However, the report has put forward strong evidence showing that Loro Parque does not seem to be fulfilling even the minimal Five Freedoms for SeaWorld’s orcas. According to Visser’s and Lisker’s report, Loro Parque has breached at least four of the five welfare freedoms that it claims to meet: The freedom to express normal behavior, freedom from physical (including thermal) discomfort, freedom from fear and distress, as well as freedom from pain. Freedom from injury (or disease) doesn’t even appear on the park’s modified list and based on the report, they couldn’t fulfill it if it did.

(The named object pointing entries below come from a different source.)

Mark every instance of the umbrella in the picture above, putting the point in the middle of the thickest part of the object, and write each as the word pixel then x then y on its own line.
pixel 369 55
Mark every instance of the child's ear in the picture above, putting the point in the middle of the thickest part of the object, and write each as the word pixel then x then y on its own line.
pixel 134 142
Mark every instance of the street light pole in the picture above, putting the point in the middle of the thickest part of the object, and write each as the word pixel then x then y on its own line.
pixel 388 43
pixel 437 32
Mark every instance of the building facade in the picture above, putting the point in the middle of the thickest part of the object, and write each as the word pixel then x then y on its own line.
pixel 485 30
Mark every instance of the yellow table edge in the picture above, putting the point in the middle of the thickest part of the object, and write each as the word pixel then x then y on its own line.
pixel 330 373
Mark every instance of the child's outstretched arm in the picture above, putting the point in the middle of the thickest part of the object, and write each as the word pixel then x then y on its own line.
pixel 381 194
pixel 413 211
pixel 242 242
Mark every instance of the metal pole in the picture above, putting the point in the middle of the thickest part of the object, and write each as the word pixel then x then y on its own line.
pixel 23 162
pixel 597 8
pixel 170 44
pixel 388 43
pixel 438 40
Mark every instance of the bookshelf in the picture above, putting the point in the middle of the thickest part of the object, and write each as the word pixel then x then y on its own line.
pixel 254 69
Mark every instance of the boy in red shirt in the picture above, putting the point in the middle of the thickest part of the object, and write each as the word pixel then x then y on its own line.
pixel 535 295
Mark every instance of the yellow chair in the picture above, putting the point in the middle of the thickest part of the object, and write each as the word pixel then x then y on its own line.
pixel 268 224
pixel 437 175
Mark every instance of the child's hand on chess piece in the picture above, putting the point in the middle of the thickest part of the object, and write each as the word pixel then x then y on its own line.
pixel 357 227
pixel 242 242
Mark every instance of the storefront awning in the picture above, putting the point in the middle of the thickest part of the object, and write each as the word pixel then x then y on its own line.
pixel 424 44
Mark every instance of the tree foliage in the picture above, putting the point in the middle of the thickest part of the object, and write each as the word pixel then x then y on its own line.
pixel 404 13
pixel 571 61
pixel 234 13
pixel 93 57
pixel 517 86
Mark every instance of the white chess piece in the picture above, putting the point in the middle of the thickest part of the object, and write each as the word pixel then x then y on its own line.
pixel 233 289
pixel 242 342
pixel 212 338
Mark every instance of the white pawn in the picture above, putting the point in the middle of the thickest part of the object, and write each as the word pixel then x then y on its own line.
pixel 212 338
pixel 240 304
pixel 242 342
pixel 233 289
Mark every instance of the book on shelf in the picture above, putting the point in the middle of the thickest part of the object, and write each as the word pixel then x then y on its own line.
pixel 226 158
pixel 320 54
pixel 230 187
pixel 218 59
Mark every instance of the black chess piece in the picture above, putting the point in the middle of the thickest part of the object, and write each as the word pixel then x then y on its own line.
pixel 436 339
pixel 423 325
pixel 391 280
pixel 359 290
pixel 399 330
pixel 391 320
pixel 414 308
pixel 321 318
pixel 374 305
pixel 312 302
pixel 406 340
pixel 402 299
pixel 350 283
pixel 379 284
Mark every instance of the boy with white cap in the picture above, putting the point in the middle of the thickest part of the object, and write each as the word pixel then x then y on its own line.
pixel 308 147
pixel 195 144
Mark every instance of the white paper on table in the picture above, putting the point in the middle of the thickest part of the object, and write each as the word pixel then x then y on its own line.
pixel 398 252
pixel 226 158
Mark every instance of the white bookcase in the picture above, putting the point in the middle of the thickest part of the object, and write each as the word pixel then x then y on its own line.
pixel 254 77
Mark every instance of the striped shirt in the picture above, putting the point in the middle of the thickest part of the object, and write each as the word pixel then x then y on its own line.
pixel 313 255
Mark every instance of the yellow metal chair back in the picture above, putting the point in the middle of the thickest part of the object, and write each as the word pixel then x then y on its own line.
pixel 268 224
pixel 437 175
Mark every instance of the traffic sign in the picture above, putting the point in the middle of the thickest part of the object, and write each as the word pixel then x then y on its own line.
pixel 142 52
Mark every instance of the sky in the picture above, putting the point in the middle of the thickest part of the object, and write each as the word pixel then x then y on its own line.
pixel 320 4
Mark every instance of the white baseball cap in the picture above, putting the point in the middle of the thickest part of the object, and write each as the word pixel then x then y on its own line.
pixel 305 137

The final freedom is the freedom from hunger and thirst, (with orcas obtaining water from the food that they eat). Although it cannot be definitively determined at this time whether an orca is hungry or thirsty, Morgan’s lunging out of the water at feeding time, as detailed in the report, as well as the mouth-open begging behavior exhibited by some orcas, might suggest that they are.


“The orcas do not have the space to exhibit body postures and behaviors that are normal of free-ranging individuals, such as hanging vertically or swimming at top speeds,” Visser noted, mentioning the medical tank specifically. She clarified that it should only be used as a temporary tank for medical procedures, but that she has seen the orcas crammed into it, sometimes together, for unethically long periods of time. “The inappropriate social groupings, even in the other, slightly larger tanks, can also affect the display of natural behaviors and can lead to excessive aggression. Plus there is no shade to protect their delicate skin. All of this can (and does) lead to pain, fear, and distress; from being locked into the tanks, attacked by another orca and from the wounds that arise from the enclosure, such as dental damage and self-mutilation.”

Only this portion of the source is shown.